Come seconda cosa, invece, ritorno a sottolineare quanto sia affollato anche il settore di sinistra. Ai già tanti candidati (tutti lontani dai primi posti) potrebbe aggiungersi anche l’ex ministra Christiane Taubira. Sarebbe, forse, quella con più possibilità di ottenere un solido numero di preferenze. Libération, storicamente vicino alla sinistra, è arrivato a chiedersichi poteva prevedere che non sarebbe bastata una sola mano per contare tutti i candidati?“.

Per far fronte a questa situazione, dal 27 al 30 gennaio si svolgeranno online le “primarie popolari“, che nascono da un’iniziati dei cittadini. Al momento, gli elettori iscritti sono circa 230 mila (nota: più dei partecipanti alle primarie verdi e di destra) e potranno scegliere tra sette candidati: Taubira, Hidalgo, Mélenchon, Jadot, Agueb-Porterie, Larrouturou, e Marchandise. Il sistema di voto è a giudizio preferenziale: non verrà chiesto di scegliere una persona, ma di dare un parere (nota: vi sono cinque diversi pareri, da “molto buono” a “insufficiente”) a ciascuna delle sette. Vincerà chi otterrà la media migliore.

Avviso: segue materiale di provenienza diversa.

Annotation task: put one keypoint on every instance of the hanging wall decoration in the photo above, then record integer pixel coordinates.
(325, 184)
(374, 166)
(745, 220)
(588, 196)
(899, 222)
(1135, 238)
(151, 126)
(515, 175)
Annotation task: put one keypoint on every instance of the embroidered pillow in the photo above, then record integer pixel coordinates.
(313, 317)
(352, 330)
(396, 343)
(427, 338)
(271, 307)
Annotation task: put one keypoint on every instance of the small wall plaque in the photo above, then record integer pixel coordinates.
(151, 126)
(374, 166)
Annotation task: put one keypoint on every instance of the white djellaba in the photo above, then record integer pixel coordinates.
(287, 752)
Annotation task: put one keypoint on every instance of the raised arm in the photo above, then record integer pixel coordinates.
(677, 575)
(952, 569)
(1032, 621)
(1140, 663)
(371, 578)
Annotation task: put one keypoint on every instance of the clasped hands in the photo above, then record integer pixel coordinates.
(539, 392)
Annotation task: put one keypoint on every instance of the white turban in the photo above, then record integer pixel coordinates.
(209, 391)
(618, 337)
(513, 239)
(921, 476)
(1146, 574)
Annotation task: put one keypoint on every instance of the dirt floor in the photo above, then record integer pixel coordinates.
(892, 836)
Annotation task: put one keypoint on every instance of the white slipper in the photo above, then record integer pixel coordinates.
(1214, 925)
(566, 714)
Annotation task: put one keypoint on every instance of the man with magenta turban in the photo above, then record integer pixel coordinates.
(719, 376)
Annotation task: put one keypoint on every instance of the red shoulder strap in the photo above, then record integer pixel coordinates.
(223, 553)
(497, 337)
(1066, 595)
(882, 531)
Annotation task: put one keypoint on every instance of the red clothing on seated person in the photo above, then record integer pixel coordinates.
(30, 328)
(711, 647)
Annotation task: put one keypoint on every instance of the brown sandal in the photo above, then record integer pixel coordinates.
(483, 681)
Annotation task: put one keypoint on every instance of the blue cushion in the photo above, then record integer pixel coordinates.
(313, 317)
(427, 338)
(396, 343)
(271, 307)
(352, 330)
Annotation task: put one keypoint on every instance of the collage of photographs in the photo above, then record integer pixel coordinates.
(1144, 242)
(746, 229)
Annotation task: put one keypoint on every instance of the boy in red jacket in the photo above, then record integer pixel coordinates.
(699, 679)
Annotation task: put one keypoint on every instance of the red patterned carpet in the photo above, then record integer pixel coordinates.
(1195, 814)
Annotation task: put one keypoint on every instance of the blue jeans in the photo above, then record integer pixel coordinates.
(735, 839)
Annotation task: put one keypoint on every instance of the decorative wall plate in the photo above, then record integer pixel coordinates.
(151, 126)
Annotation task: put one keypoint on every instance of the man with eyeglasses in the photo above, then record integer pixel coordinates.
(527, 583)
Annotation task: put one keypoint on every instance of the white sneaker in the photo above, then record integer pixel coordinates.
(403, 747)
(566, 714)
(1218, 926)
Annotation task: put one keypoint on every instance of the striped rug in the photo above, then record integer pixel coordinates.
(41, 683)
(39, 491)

Nonostante quasi la totalità degli elettori voglia un candidato unico per le sinistre, solo Taubira ha promesso di rispettare l’esito delle primarie: si candiderà se, e solo se, sarà la preferita. Mélenchon ha dichiarato che non sono un suo problema; Hidalgo, dopo essere stato molto favorevole, è poco convinta; Jadot non ha intenzione di ascoltare il risultato, avendo già vinto quelle dei Verdi e non volendo sostenere chi sta più a sinistra. Il favorito, attualmente, è Mélenchon.

Passando dai Paesi Bassi.

Nei Paesi Bassi, il nuovo governo avrà la stessa maggioranza e lo stesso Primo Ministro, Mark Rutte, del precedente. Niente di nuovo? In realtà, è tutto nuovo: il paese potrebbe seguire una nuova linea, composta da investimenti nel sociale e nella transizione ecologica che potrebbero condurre al superamento del 60% debito/PIL. Un cambio di rotta notevole, per il partito che solo due anni fa voleva guidare i paesi “frugali”.